Momentum ini yang perlu ditangkap oleh si musisi, termasuk manajemennya. Agar peluang setelah tren tidak stagnan. Baik untuk membuat karya baru, atau menciptakan benchmark bagi si musisi sebab mereka tengah mendapat lampu sorot.
“Belum ada menurut gue yang bisa bertahan lama. Bahkan Sheila On 7 pun ya naiknya lagi kan lama banget setelah sempat turun. Kemudian ketika orang dipacu nostalgia, jadi trigger. Didi Kempot karena sudah punya pasarnya sendiri ya paling hanya akan bertahan di pasarnya.”
Lalu, siapa yang bertanggung jawab atas keberlanjutan karier musisi setelah dihinggapi tren? Dari faktor eksternal musisi, ekosistem yang sangat berperan ialah manajemen.

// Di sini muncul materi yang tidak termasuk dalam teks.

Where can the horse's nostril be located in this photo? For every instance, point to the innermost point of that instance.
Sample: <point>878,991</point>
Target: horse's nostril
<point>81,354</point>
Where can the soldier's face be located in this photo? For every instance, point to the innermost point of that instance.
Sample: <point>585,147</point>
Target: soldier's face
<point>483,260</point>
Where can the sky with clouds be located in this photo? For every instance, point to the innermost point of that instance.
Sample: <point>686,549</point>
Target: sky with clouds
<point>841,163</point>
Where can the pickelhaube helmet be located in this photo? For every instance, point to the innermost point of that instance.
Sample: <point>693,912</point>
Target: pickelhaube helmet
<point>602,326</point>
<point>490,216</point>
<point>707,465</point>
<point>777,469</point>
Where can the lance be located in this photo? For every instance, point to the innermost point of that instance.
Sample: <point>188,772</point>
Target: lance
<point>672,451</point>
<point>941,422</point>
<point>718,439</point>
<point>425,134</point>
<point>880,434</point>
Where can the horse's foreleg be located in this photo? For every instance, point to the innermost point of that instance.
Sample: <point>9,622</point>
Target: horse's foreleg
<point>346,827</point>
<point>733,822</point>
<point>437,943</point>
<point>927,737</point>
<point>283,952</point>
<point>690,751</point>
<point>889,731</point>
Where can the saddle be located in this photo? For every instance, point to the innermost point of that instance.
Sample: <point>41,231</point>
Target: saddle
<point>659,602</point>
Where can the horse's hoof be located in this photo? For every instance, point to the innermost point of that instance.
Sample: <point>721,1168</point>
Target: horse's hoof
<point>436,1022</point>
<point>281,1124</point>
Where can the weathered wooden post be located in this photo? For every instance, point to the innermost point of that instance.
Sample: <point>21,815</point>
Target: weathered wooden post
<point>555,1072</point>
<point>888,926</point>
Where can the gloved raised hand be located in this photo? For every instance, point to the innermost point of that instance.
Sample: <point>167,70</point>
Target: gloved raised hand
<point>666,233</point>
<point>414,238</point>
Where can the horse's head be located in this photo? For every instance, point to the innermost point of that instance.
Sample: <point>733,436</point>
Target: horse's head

“Yang lebih bertanggung jawab tentu manajemen. Penyelenggara festival ya melihat apa yang sedang happening biar bisa gather banyak orang. Rumus festival itu, pertama nyari siapa headliner yang diajak, karena skala besar butuh headliner, kedua apa yang happening, dan ketiga baru main konsep. Penyelenggara festival punya peranan penting untuk sesuatu yang dibikin hype. Selanjutnya yang punya peranan manajemen, label ngikut aja karena patokannya off air sama streaming.”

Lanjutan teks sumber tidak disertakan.